Ray reached out and caught the collar of Bodie' caramel leather jacket. Shaking his head, he pulled Bodie into another kiss. Bodie pushed Doyle up to sit on the worktop and settled himself for a nice bit of friction and a kiss that caused Doyle's head to collide loudly with the cabinet.

"Bodie," Doyle's brows met in a 'v' over his hooded eyes. "What if I'd blacked both your eyes, and mind you I'm not saying I still won't...what was your plan for going back to the way things were?" The way his hips rocked against Bodie's took the sting from his words.

"You can't go back to the way things were, cause they were never that way in the first place." Bodie gripped his backside hard and pulled him in for a long stroking slide that made Ray gasp and smile and bump his head again.

"Oi," Doyle barked.

"Wait right here," said Bodie as he ran up the stairs like a lunatic. "Just wait," he called from Doyle's bedroom as he rummaged around in the old wardrobe opposite the bed. He found what he was looking for and raced triumphantly back down the stairs with it hidden behind his back.

"What," said Doyle, who looked suspicious.
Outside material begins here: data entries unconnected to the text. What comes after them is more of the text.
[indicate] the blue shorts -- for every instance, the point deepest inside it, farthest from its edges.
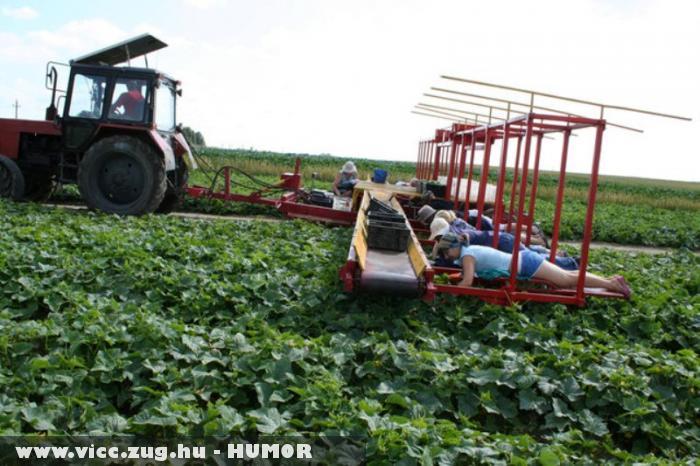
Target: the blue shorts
(530, 262)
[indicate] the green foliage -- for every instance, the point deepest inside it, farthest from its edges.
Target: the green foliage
(160, 325)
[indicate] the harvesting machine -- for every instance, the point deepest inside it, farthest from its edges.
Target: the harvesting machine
(132, 158)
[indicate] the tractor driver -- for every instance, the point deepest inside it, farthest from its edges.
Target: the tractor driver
(130, 101)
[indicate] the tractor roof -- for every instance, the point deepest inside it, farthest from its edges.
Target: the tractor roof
(123, 51)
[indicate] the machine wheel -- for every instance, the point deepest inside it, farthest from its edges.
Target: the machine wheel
(176, 193)
(122, 175)
(11, 179)
(38, 187)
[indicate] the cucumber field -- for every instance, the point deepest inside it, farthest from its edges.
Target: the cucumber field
(161, 325)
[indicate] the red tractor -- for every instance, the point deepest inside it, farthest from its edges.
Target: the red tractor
(116, 137)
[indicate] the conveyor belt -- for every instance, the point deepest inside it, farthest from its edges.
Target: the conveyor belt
(376, 270)
(390, 272)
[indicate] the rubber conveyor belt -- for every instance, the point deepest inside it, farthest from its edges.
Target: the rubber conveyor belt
(390, 272)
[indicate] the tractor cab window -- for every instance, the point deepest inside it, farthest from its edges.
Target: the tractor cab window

Bodie skidded to a halt at the sight of Doyle's lips, richly red and swollen. Doyle's ruined cheek carried a bit more of a blush than usual. The breath Bodie felt escape from his chest left him with only enough strength for a wilted sort of half smile as he took in the sight of Ray Doyle, legs sprawled, arms wrapped protectively around himself as he sat on the worktop, dazed and clearly aroused.

"Ah, Raymond," Bodie sighed.

"This was your idea. Have you lost the thread of where you were going with it?" Green eyes mocked and challenged him simultaneously.

"Lost the thread, Sunshine?" Bodie took up his position again, nudging firmly into Doyle with a smooth and easy grace. "Nah." He pulled what he was hiding out from behind his back and seated it firmly on Ray's head, brushing the curls around, and tucking them behind the man's ears just so.

The hat, with it's shiny black visor and checkered stripe, a remnant of Ray's chameleon work under cover for CI-5 and not the actual one he'd worn as a copper, sat on his head like a triumph of Bodie's will over Ray's evolution.

"Ah," said Doyle, watching as Bodie impatiently fumbled with the belt and buttons of his blue jeans, freeing Doyle's cock into his waiting hands. "This explains a lot." Bodie looked up at him, grinned, then bent his head.

"Duthen ti jutht," murmured Bodie against Doyle's cock as a hand snuck back behind his balls to explore deeper places.

"Ahhh, hahah, Hah," Doyle jumped. "Bodie, either don't talk with your mouth full or fucking sing!" His head hit the cabinet again, this time hard. "Oh, shite!" he melted into Bodie's hands for what seemed like a long time until Bodie drew a protracted orgasm from him.

Doyle put his hand automatically on his hat so it wouldn't fall off, years of habit, Bodie supposed. He then fell over Bodie's shoulder bonelessly. Bodie shrugged and hoisted him up in a fireman's carry, making for the steps, which, even with his burden he managed to take two at a time.

"Ann fucking Holly do this?" Bodie muttered as he reached the top of the stairs, not even winded.

Dangling upside down behind Bodie's back and powerless to do anything but keep his hat on, Doyle grabbed a fistful of Bodie arse and gave it a painful nip. "Ann fucking who?"